Sunday, August 11, 2013

Reisner v. Mitchell

The only thing, said Marc Reisner, in Cadillac Desert, his seminal work on the arid American west, that we are running out of faster than water is oil. Mr. Reisner's view was common among Malthusians of the 1970s, who liked to say that America had reached the era of limits. Reisner's belief was that the water necessary to settle the eleven western states was over-allocated by the 1970s, and that the extractable volume of fossil fuels used for energy had peaked. I don't know where we are with water, although I do know that the western states have added approximately 20 million residents since Reisner wrote his book. But, the thing that really struck me as I read his comment was that America is, today, on the cusp of energy independence, and will likely become a net exporter of energy soon. This is, admittedly, something that could not have been foreseen, even ten years ago, and Reisner has been dead longer than that, but it gives fresh strength to one of the key arguments against Malthus: That he failed to account for human ingenuity.
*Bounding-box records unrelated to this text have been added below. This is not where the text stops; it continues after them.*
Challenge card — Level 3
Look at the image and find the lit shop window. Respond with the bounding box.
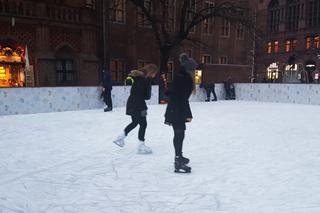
[306,37,311,49]
[267,42,272,54]
[274,41,279,53]
[267,63,279,80]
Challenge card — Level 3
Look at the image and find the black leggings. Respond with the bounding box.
[103,89,112,109]
[172,124,186,156]
[124,114,147,141]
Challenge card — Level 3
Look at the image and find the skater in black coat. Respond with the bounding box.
[102,69,112,112]
[114,64,158,154]
[165,53,197,172]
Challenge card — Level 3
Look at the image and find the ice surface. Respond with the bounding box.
[0,101,320,213]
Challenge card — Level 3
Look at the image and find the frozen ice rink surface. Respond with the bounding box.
[0,101,320,213]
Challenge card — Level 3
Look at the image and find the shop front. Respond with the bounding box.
[0,46,25,87]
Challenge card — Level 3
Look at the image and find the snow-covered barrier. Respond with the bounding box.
[190,84,225,102]
[0,86,159,115]
[235,83,320,105]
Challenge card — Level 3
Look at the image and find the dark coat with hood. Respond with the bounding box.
[102,71,112,90]
[165,67,193,125]
[126,70,151,115]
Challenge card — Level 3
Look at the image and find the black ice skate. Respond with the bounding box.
[180,156,190,164]
[174,157,191,173]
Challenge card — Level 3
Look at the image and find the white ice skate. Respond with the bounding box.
[113,133,126,147]
[137,141,152,154]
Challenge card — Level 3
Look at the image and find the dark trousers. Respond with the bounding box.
[205,84,217,101]
[103,89,112,109]
[172,124,186,156]
[124,113,147,141]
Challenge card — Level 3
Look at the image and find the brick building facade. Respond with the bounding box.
[107,0,254,83]
[0,0,254,87]
[256,0,320,83]
[0,0,100,87]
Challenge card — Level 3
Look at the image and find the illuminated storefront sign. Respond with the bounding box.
[0,46,25,87]
[194,70,202,84]
[286,64,298,71]
[267,63,279,80]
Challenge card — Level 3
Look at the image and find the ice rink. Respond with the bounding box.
[0,101,320,213]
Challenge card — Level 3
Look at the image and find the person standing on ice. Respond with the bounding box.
[102,68,112,112]
[113,64,158,154]
[165,53,197,173]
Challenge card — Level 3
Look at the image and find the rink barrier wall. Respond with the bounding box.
[0,86,159,115]
[235,83,320,105]
[0,83,320,115]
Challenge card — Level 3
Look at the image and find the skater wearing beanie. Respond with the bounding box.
[165,53,197,173]
[113,64,158,154]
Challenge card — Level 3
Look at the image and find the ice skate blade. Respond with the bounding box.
[137,151,152,155]
[113,141,124,148]
[174,169,191,173]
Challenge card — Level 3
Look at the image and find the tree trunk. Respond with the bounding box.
[160,46,171,74]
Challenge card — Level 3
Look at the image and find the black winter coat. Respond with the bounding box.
[165,68,193,125]
[126,76,151,115]
[102,72,112,90]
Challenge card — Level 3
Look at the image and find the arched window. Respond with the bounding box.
[286,0,301,30]
[307,0,320,27]
[268,0,280,32]
[55,46,76,86]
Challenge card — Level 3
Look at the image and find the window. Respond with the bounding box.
[306,36,311,49]
[268,0,280,32]
[109,0,126,23]
[165,0,176,32]
[167,61,174,82]
[221,19,231,37]
[307,0,320,27]
[201,55,212,64]
[110,59,125,83]
[202,2,214,34]
[237,23,244,39]
[285,39,297,52]
[56,59,75,85]
[313,36,320,48]
[219,56,228,64]
[86,0,96,10]
[286,0,300,30]
[186,0,196,32]
[138,0,152,27]
[274,41,279,53]
[138,60,151,69]
[185,49,192,57]
[267,42,272,54]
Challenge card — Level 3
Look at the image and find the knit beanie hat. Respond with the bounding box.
[179,53,198,73]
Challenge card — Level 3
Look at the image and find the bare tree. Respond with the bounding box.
[126,0,251,73]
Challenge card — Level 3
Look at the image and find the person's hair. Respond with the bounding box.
[140,64,159,76]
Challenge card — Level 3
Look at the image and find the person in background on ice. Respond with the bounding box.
[113,64,158,154]
[165,53,197,173]
[200,82,217,102]
[102,68,112,112]
[124,72,134,86]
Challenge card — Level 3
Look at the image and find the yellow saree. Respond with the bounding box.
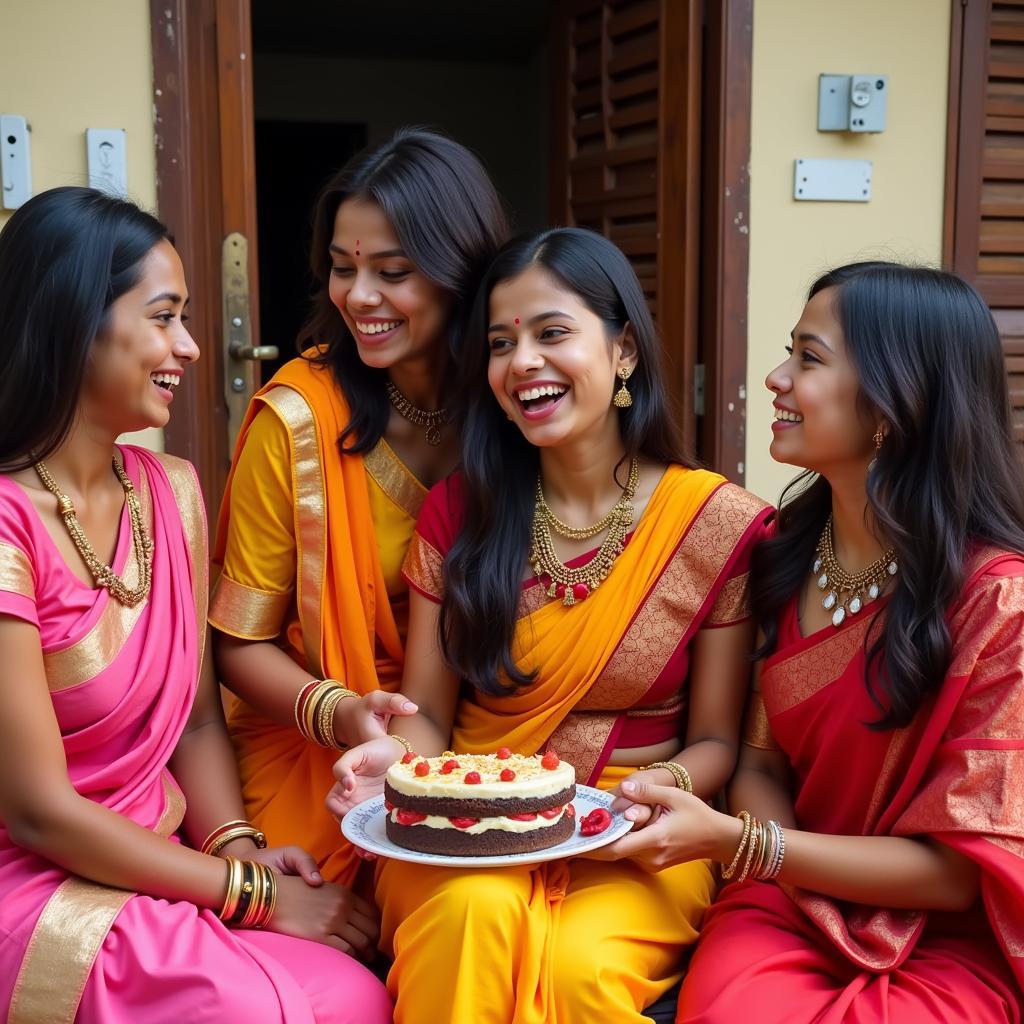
[377,467,768,1024]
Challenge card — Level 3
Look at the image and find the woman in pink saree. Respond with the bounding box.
[0,188,390,1024]
[609,263,1024,1024]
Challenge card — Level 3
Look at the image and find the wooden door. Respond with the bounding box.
[944,0,1024,442]
[550,0,753,483]
[150,0,259,517]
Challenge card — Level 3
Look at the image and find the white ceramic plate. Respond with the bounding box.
[341,785,633,867]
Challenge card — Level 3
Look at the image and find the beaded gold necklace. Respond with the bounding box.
[811,515,899,628]
[384,380,452,446]
[35,459,153,608]
[529,458,640,605]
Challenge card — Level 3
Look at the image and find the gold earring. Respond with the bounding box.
[611,367,633,409]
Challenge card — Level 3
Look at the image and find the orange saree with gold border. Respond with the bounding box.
[679,552,1024,1024]
[406,466,769,782]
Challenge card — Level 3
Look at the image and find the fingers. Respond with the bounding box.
[623,780,686,807]
[364,690,419,715]
[281,846,324,888]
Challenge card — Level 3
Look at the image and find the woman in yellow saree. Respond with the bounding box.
[210,129,507,885]
[329,228,768,1024]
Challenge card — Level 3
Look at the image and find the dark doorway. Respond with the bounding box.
[255,116,367,383]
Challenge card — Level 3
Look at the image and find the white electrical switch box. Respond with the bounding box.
[85,128,128,197]
[793,160,871,203]
[0,114,32,210]
[818,75,889,132]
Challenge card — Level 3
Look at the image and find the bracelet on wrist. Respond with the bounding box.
[294,679,359,751]
[199,818,266,857]
[722,811,785,882]
[643,761,693,793]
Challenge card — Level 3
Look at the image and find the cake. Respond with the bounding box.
[384,748,575,857]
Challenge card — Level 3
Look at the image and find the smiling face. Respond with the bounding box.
[80,241,199,436]
[487,266,636,447]
[765,288,879,478]
[329,199,454,369]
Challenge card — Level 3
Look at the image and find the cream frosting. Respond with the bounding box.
[391,807,565,836]
[387,753,575,800]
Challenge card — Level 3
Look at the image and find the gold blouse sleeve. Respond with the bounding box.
[210,407,296,640]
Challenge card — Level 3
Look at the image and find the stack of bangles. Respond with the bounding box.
[200,819,278,928]
[722,811,785,882]
[295,679,359,751]
[643,761,693,793]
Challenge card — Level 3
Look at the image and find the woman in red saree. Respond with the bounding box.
[0,188,391,1024]
[330,228,768,1024]
[593,263,1024,1024]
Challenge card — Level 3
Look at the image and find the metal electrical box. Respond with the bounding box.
[818,75,889,132]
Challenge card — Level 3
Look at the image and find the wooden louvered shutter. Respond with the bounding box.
[551,0,701,444]
[944,0,1024,441]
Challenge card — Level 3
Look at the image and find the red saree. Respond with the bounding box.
[677,551,1024,1024]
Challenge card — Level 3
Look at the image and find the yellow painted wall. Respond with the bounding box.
[0,0,163,449]
[746,0,950,501]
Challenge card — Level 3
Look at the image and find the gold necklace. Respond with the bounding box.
[384,380,451,445]
[811,515,899,627]
[35,459,153,608]
[529,457,640,605]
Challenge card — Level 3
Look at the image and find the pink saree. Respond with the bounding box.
[677,551,1024,1024]
[0,447,390,1024]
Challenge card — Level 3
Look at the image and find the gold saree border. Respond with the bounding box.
[7,773,185,1024]
[210,572,292,640]
[156,454,210,675]
[537,483,766,780]
[43,462,153,693]
[262,385,327,677]
[362,437,427,519]
[0,541,36,601]
[401,531,444,601]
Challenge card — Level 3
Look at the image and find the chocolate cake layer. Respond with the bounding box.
[385,812,575,857]
[384,781,575,818]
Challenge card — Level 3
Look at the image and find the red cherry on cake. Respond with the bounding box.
[395,810,427,825]
[580,807,611,836]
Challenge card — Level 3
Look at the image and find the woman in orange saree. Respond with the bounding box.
[210,129,507,885]
[330,228,767,1024]
[593,264,1024,1024]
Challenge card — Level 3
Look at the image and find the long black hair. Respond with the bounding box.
[439,227,694,693]
[298,128,509,455]
[751,262,1024,729]
[0,187,168,472]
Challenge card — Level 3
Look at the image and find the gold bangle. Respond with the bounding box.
[736,818,761,882]
[722,811,754,879]
[217,857,242,922]
[390,732,416,754]
[200,821,266,857]
[643,761,693,793]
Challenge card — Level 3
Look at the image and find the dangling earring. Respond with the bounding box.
[867,427,886,473]
[611,367,633,409]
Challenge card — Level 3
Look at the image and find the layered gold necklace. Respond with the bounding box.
[35,459,153,608]
[529,458,640,605]
[811,515,899,628]
[384,380,452,446]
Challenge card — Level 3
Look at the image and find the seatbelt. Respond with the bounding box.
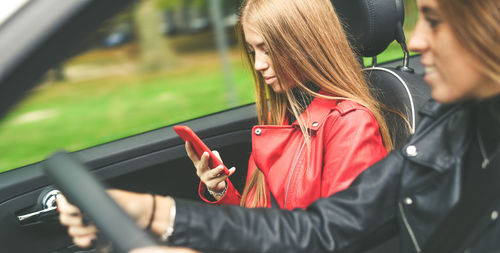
[422,154,500,253]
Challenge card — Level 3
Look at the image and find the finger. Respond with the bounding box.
[68,226,97,237]
[226,167,236,178]
[212,150,222,162]
[196,152,210,173]
[216,167,236,181]
[185,141,200,161]
[73,236,95,248]
[59,213,84,226]
[56,194,80,215]
[209,165,225,179]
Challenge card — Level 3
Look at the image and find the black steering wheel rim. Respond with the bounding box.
[44,151,157,252]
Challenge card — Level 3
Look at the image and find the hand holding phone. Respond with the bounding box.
[174,126,229,175]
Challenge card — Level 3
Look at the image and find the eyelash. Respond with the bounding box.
[248,51,269,56]
[426,18,441,28]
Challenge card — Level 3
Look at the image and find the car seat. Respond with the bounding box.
[332,0,430,149]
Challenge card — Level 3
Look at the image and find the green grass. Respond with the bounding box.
[0,39,414,172]
[0,48,254,172]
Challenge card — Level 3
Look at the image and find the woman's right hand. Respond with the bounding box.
[186,142,236,199]
[57,189,153,248]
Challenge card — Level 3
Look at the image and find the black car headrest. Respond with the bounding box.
[331,0,404,57]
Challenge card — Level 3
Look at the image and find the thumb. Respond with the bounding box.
[227,167,236,177]
[212,150,224,163]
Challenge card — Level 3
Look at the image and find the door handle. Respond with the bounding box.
[17,190,61,224]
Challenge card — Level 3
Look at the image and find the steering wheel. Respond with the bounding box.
[44,151,157,252]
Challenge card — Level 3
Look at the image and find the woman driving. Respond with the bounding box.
[59,0,500,252]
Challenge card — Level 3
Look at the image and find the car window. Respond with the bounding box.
[0,0,254,172]
[0,0,416,172]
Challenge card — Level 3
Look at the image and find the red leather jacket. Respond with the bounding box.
[199,97,387,209]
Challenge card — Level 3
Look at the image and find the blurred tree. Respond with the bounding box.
[133,0,177,71]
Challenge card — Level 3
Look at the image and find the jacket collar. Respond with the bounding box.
[402,101,472,172]
[292,90,338,131]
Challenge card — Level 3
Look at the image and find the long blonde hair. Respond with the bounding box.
[437,0,500,83]
[238,0,393,207]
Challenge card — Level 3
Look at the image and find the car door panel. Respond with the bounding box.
[0,105,256,252]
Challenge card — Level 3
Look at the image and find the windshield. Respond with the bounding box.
[0,0,30,25]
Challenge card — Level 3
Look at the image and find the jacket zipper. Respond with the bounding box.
[283,141,306,208]
[398,202,421,252]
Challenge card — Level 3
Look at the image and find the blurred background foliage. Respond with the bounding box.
[0,0,416,172]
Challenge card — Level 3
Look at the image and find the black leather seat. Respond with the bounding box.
[331,0,430,253]
[332,0,430,148]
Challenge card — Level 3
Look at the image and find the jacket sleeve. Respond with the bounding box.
[198,178,241,205]
[198,153,257,206]
[321,108,387,197]
[171,152,403,252]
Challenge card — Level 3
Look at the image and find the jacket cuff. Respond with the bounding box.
[198,179,241,205]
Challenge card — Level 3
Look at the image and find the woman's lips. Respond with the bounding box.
[264,76,276,84]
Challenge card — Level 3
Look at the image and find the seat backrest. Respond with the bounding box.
[332,0,430,148]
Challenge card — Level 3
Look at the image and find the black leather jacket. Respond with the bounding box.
[172,97,500,252]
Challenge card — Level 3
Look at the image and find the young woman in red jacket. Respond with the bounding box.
[186,0,392,209]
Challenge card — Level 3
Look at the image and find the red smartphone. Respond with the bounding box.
[174,126,229,175]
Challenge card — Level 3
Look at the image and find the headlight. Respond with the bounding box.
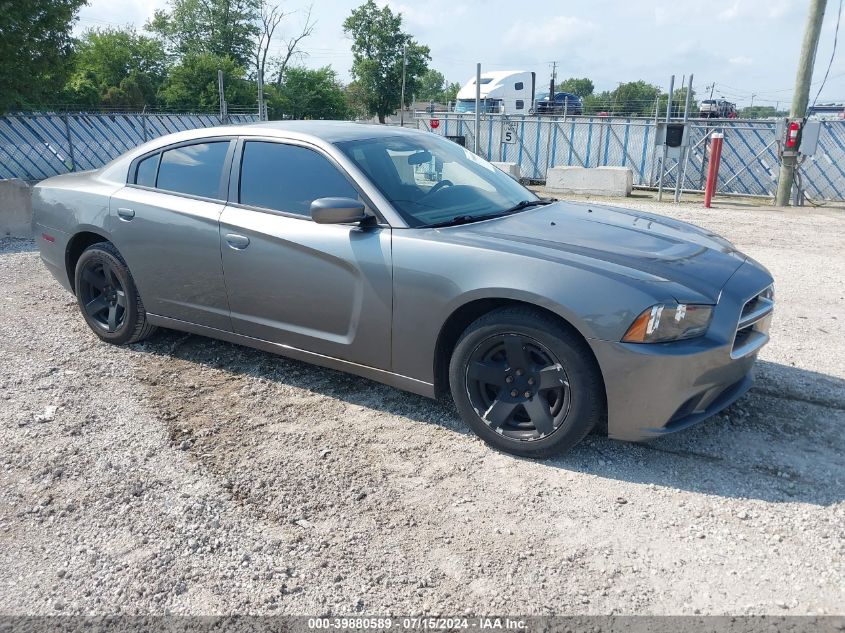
[622,303,713,343]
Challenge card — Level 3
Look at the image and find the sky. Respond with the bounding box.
[76,0,845,109]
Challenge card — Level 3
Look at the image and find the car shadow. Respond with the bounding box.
[132,331,845,506]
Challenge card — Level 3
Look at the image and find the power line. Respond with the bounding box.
[813,0,842,105]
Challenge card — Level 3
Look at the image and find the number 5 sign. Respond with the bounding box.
[502,123,517,144]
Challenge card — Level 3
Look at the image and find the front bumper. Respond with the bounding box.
[589,261,772,441]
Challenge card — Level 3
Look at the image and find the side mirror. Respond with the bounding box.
[311,198,367,224]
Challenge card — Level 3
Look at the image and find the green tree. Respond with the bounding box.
[0,0,86,112]
[65,28,167,108]
[416,68,447,102]
[158,53,252,111]
[146,0,261,68]
[557,77,595,99]
[343,0,431,123]
[268,66,352,119]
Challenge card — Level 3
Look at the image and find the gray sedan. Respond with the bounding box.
[33,122,774,456]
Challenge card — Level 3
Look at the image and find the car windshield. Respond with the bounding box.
[337,134,539,227]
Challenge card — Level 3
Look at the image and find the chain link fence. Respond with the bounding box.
[0,113,258,180]
[416,112,845,201]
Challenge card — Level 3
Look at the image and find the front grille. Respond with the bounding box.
[731,286,775,358]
Likewise, Reisner. While he was writing his book, George Mitchell was working to extract oil and gas from the Barnett Shales beneath Fort Worth, Texas. For thirty or forty years Mr. Mitchell labored to perfect a pair of drilling techniques—directional drilling and pressurized rock fracturing (fracking)—which have come to revolutionize energy production, not only in the United States but around the world. There is now essentially no limit to the volume of fossil fuels available to provide energy to the American public. Mr. Mitchell is dead now, too—he died last month—but, in an obituary, The Economist noted that, before he died, he changed the world. Whether that change is "good" or "bad" will undoubtedly be debated for many years: Burning fossil fuels is blamed for climate change, and fracking is blamed for water pollution. (These are problems that, evidently, concerned Mr. Mitchell, too.) The fact, however, remains that where Mr. Reisner saw limits, Mr. Mitchell saw opportunities.